The fact this bill and Senate inquiry is happening at all could only be explained by internal machinations between the various political parties represented in the Australian Senate. The bill and its inquiry must be a trade-off for some benefit the government is receiving from the independent and Greens members.
Neither the Labor Government nor the Liberal-National Coalition (with some dissenters) would want a bill like this to proceed and become law because it is a potential Pandora’s box. It threatens to throw into question the legitimacy of the tax-exempt status of other religions in Australia, for, in attempting to set additional criteria for tax-exempt status, it is impossible to have those criteria apply to only one religion. By extension, the bill opens a window into how the Australian political system itself is controlled by political parties who surrender to religion in order to ensure their re-election. More of this below.
The Explanatory Memorandum to Senator Xenophon’s bill glosses over the facts of the tax-exempt status of religion which are:
- All religions that have a supernatural belief, a congregation, with rituals, a building, paying stipends to a minister or someone equivalent, are eligible for tax-exempt status in Australia. Other organisations that “advance religion” in comparable ways are also eligible, such as organisations that produce and sell Bibles.
- All religions are legally charities. To “advance religion” has been deemed to be of public benefit since the 17th century. The Tax Office makes a determination when a religion applies for tax-exempt status as to whether it meets the definition of religion. That definition came from the 1983 High Court case which involved Scientology itself: Church of the New Faith v Commissioner for Pay-roll Tax (Vic) 1983.
- Briefly, the Court held that religion is any belief in a supernatural being, thing or principle and canons of conduct (rituals) that give effect to that belief. Senator Xenophon’s bill aims to narrow these yawning goalposts to bring in a public benefit test, presumably, as noted, along British lines.

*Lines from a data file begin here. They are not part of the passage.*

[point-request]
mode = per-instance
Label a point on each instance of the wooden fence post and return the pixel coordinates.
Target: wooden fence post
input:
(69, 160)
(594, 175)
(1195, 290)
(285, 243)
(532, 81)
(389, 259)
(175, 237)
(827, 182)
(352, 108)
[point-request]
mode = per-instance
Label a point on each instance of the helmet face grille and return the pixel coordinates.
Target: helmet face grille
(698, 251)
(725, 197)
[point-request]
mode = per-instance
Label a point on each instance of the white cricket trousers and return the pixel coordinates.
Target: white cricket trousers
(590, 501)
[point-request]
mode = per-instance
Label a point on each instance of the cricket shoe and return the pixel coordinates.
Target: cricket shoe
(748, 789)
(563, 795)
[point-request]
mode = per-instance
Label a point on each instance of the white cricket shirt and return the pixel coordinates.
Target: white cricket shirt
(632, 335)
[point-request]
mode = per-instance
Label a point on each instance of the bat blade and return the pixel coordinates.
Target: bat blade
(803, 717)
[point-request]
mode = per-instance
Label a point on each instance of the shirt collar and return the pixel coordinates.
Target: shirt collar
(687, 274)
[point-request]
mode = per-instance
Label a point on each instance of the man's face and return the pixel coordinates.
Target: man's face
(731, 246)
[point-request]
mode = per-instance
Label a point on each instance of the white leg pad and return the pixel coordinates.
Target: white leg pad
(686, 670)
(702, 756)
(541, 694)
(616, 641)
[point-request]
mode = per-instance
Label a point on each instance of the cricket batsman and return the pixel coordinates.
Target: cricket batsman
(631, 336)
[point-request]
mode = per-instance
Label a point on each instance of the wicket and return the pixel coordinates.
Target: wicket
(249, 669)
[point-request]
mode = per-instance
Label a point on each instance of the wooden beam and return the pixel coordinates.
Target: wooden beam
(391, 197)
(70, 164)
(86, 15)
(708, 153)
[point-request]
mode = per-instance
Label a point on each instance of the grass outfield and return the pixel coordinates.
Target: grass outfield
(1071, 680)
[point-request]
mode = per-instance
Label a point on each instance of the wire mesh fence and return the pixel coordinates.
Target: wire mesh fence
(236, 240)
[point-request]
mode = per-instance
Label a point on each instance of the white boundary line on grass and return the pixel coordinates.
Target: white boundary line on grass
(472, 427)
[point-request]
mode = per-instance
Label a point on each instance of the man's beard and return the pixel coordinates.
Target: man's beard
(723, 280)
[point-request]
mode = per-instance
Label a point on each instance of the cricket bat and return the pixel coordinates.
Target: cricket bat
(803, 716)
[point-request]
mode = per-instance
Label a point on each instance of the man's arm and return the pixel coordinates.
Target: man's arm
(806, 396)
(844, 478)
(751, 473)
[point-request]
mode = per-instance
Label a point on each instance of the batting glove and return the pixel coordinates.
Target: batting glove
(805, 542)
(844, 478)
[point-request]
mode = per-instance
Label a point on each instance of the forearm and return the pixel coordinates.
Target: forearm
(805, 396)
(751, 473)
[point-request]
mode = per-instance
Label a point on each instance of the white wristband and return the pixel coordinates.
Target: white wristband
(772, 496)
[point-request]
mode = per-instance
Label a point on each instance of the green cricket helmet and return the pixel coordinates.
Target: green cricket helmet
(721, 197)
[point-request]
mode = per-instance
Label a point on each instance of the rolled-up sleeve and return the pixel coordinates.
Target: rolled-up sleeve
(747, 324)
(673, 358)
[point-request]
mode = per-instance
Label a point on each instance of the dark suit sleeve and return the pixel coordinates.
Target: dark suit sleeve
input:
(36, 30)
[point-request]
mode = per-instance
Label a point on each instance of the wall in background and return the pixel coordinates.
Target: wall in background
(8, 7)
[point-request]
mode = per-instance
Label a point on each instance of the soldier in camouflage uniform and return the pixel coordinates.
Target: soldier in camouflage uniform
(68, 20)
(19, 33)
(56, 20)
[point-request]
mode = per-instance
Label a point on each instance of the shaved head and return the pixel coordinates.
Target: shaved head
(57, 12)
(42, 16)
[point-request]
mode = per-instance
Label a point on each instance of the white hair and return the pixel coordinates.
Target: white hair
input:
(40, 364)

In his Explanatory Memorandum Senator Xenophon says a Public Benefit test would include the following principles:
- there must be an identifiable benefit arising from the aims and activities of the entity;
- the benefit must be balanced against any detriment or harm; and
- the benefit must be to the public or a significant section of the public, and not merely to individuals with a material connection to the entity.
I disagree with this kind of language completely. It is not the role of the Commonwealth of Australia to decide whether religion is a public benefit to citizens. That idea is rooted in 17th century thinking that is no longer appropriate in the 21st century.
Religion is a private matter for citizens not a public matter for the Commonwealth. Were there a constitutional separation of church and state in Australia and Britain one would argue that as a matter of logic there should not be tax exemption for religion at all.
Equally, it should be the case that atheist, humanist, rationalist and related organisations should not be eligible for tax-exempt status under the other main justifications for this status: the advancement of education and the advancement of science.